Anton erzählt offen: „Ich wollte nie allein sein." Gemeinschaft ist für ihn keine Floskel, sondern gelebte Erfahrung. Wer im Internat lebt, lebt nicht nur Seite an Seite, sondern wächst miteinander. Man liebt sich, streitet sich, wächst über Unterschiede hinweg. Und genau das trägt die Musik.

Ein Windsbacher wird nicht einfach älter er mutiert. Jedenfalls nennt man die Stimmbruchgruppe im Chor intern so: Mutantenstadel. „Das ist die Gruppe für die, deren Stimme sich gerade verändert, sagt Laurin schmunzelnd. „Und danach kommt man zu den Männerstimmen." Doch dieser Schritt ist kein reiner Wechsel im Notenbild. „Man ist als ältester Knabe oft der Erfahrendste, führt die Stimmgruppe an. Und plötzlich fängt man wieder von vorne an. Man ist der Jüngste in den Männerstimmen und muss das Singen neu lernen."

Wenn im Advent das Weihnachtsoratorium von Johann Sebastian Bach ansteht, strahlen auch die beiden Jungs.
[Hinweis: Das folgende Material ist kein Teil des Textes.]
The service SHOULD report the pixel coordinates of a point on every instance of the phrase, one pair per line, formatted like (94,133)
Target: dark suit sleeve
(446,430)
Anton sagt schlicht: „Das gefällt mir sehr." Laurin ergänzt lachend: „Ich singe das besonders gern, weil es manchmal so schön ‚scheppert'."
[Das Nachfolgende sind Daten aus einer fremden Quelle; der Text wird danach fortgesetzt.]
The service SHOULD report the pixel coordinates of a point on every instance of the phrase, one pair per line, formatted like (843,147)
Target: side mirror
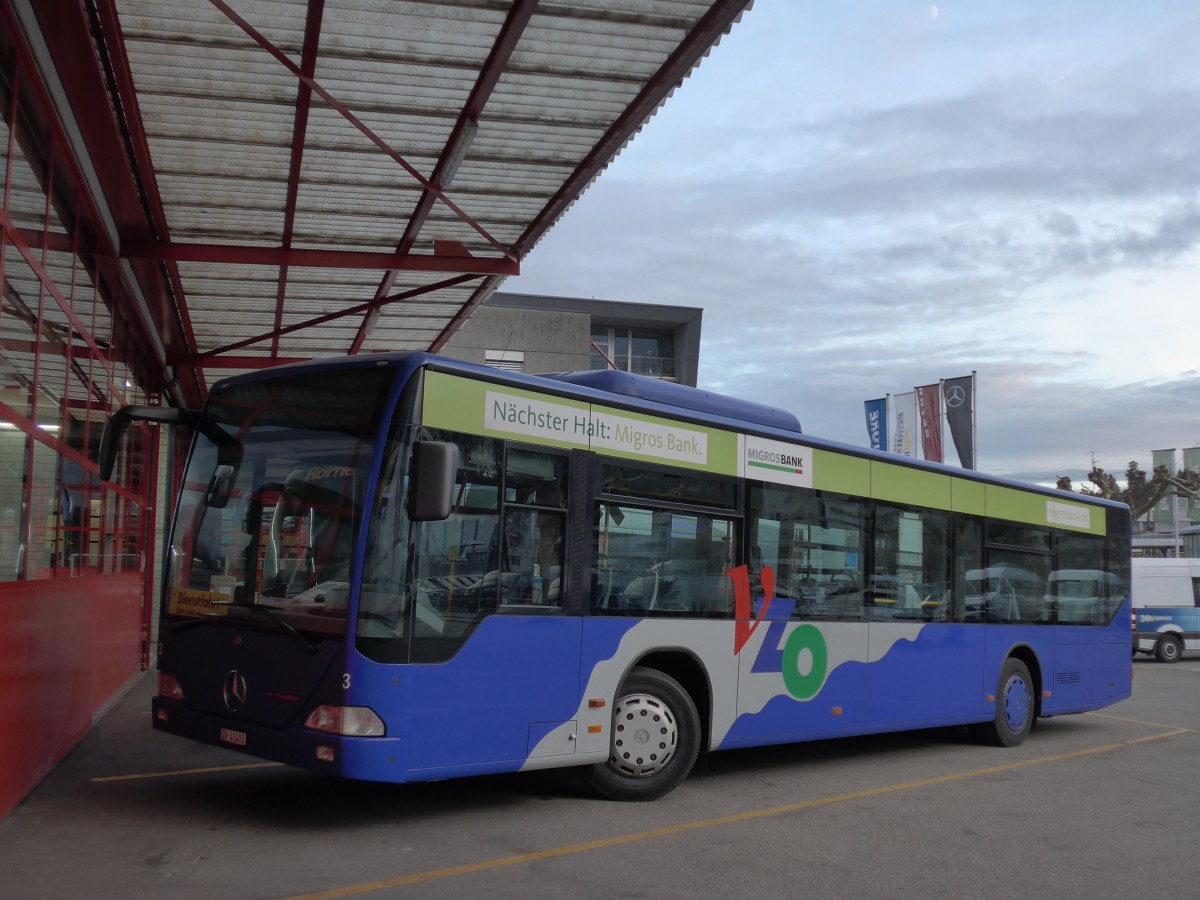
(431,480)
(220,487)
(123,419)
Ludwig Böhme bei der Probe mit den Knaben.
Ludwig Böhme bei der Probe mit den Knaben.

Die Herausforderung: Nachwuchs finden

Chorleiter Ludwig Böhme beobachtet die Entwicklung der letzten Jahrzehnte genau. „Ich bin überzeugt, dass es vor 30 Jahren genauso viele stimmlich begabte Kinder gab wie heute", sagt er. „Aber Kinder zu finden, die dranbleiben das ist schwerer geworden. Die Ablenkungen sind größer, die Medien, die Möglichkeiten, alles schnell wieder aufzugeben."

Früher brachten Pfarrer, Lehrer oder Musikschulen Talente direkt nach Windsbach. Heute braucht es eine eigene Nachwuchsarbeit, Kooperationen und viel Überzeugungsarbeit. „Die Hemmschwelle ist gestiegen, ein Kind in ein Internat zu geben. Aber für diejenigen, die bleiben, lohnt es sich sie wachsen an sich."

Derzeit besteht der neue Mädchenchor aus 19 Sängerinnen zwischen etwa neun und vierzehn Jahren. Doch das ist erst der Anfang. Böhme formuliert das Ziel klar: Der Chor soll einmal 60 Mädchen umfassen und sein erstes eigenes Konzert in frühestens anderthalb Jahren geben. Bis dahin heißt es: Stimmen entdecken, Klang formen, Routine gewinnen.

Dass der Chor kein Schonraum ist, spürt man spätestens im Advent, wenn Auftritte und Proben die Schulzeit ausdünnen. „Es ist stressiger, klar", sagt Laurin. „Aber wenn man in der Schule zu schlecht ist, muss man gehen." Dennoch sind viele Windsbacher gute Schüler vielleicht gerade, weil sie früh lernen, Zeit zu organisieren und Verantwortung zu übernehmen.

Vorfreude auf die 555. Motette

Wer mit den Windsbachern über St. Lorenz spricht, merkt: Diese Kirche ist mehr als nur Konzertort. Sie ist ein eigener Klangkörper. Ein Raum, der seine Sänger fördert, fordert und prägt. Laurin erinnert sich an seine erste Motette: „Die Kirche ist so groß, der Klang schwebt so lang das fühlt sich an wie in einer anderen Welt."

Für Chorleiter Ludwig Böhme ist St. Lorenz ein besonderer Ort. „St. Lorenz ist unsere Heimatkirche Fluch und Segen zugleich“, wie er scherzhaft sagt. Ein Segen, weil die Kirche den Chorklang trägt wie kaum ein anderer Raum. Gotische Höhe, steinerne Weite, ein Nachhall, der Musik nicht verschwimmen lässt, sondern schweben. Ein Fluch, weil der Chor keine feste Dienstkirche hat. „Wir haben einen Verkündigungsauftrag in der Region", sagt Böhme. „Unsere Heimat ist flächig, nicht fest verortet." Und St. Lorenz verlangt den Sängern viel ab: Wärme ist im Winter ein rares Gut, und akustisch muss man lernen, vorauszudenken – zu hören, was erst eine Sekunde später im Raum entsteht.

Lara, Carina, Anton, Laurin und die anderen stehen ganz am Anfang oder mitten in diesem Weg. Doch wenn an jenem Novemberabend die Harfe ertönt und die ersten Mädchenstimmen durch St. Lorenz schweben, gemeinsam mit den vertrauten Knabenstimmen, wird klar: Dies ist nicht nur ein Debüt. Dies ist der Beginn einer neuen Windsbacher Ära.

der Windsbacher Chor-Campus
Die charakteristische blaue Eingangstür zum Windsbacher Chor-Campus.